First-in-class HIF-2alpha therapy in genitourinary oncology: Belzutifan from von Hippel-Lindau disease to advanced renal cell carcinoma

Scritto il 22/01/2026
da Irem Karaman

Cancer Chemother Pharmacol. 2026 Jan 21;96(1):13. doi: 10.1007/s00280-025-04861-x.

ABSTRACT

Hypoxia signaling governs angiogenesis, erythropoiesis, and cellular metabolism; its dysregulation via stabilized hypoxia-inducible factors (HIFs) is a shared driver across cancers.
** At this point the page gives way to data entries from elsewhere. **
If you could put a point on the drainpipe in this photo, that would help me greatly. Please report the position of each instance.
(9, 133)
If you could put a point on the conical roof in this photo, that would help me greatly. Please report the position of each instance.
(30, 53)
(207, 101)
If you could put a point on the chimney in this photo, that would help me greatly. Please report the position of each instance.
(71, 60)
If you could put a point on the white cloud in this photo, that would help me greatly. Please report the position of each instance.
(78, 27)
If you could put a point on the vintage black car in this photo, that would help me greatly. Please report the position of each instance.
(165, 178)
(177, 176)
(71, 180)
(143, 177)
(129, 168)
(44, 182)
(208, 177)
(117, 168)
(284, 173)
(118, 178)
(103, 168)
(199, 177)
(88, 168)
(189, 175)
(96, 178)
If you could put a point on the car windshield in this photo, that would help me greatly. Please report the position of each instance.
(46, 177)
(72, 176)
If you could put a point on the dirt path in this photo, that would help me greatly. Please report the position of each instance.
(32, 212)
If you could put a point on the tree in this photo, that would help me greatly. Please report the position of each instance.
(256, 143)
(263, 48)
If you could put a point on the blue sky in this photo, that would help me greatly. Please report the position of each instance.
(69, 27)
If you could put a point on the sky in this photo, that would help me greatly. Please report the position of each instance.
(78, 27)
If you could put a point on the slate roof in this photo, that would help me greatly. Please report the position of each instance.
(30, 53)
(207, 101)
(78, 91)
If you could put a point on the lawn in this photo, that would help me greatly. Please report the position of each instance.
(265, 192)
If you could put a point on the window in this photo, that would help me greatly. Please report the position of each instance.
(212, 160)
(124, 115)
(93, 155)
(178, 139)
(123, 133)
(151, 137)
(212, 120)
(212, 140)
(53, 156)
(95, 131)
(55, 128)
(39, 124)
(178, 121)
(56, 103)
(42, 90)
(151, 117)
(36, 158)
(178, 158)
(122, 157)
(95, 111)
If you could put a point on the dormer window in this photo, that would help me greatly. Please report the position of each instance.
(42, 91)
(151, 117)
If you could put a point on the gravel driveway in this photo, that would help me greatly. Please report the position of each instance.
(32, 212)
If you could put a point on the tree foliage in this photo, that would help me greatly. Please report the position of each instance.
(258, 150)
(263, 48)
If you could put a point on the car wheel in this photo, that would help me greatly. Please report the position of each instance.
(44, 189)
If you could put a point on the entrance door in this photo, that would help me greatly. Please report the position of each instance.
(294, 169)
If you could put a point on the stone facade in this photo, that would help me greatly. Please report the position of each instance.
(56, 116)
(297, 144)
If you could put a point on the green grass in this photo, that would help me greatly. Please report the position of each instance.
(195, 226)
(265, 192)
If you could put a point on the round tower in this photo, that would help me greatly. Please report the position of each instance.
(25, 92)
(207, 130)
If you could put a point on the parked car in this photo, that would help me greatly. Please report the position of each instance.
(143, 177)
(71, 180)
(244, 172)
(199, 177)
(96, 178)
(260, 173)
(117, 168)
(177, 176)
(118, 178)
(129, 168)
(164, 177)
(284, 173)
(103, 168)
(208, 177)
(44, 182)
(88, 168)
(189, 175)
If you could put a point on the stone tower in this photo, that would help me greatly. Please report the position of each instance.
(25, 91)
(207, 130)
In genitourinary oncology, loss of VHL hardwires HIF-2α activity in clear-cell renal cell carcinoma (ccRCC) and across the VHL tumor spectrum. Belzutifan, which blocks HIF-2α-ARNT dimerization, is the first approved transcription-factor inhibitor in a solid tumor and the first medical therapy for a hereditary kidney-cancer syndrome (VHL). This review consolidates 2023-2025 advances: phase III validation in post-IO/TKI ccRCC (progression-free survival and response-rate gains vs. everolimus), durable first-line activity with cabozantinib, and approval for advanced pheochromocytoma/paraganglioma-including patients ≥ 12 years-extending impact to endocrine and pediatric oncology. We provide GU-focused care pathways (operate vs. treat vs. observe), pragmatic placement of belzutifan in RCC lines of therapy, and standardized monitoring for on-target anemia and hypoxia that requires coordinated oncology-hematology-pulmonology management, alongside contraception and drug-interaction counseling. Future priorities include biomarker-guided selection (HIF-2 signatures, EPAS1 variants), optimal sequencing with immunotherapy and VEGF TKIs, evaluation of triplet and peri-operative/adjuvant strategies, and development of next-generation HIF-2 inhibitors to address resistance; exploration of HIF-1 targeting and non-oncology applications (e.g., pulmonary vascular disease) is warranted. Caution is appropriate: overall survival benefit in randomized RCC trials is not yet demonstrated, resistance can emerge, and long-term hematologic and pulmonary effects require surveillance. Together, HIF-2α inhibition establishes a new, clinically actionable axis in GU oncology.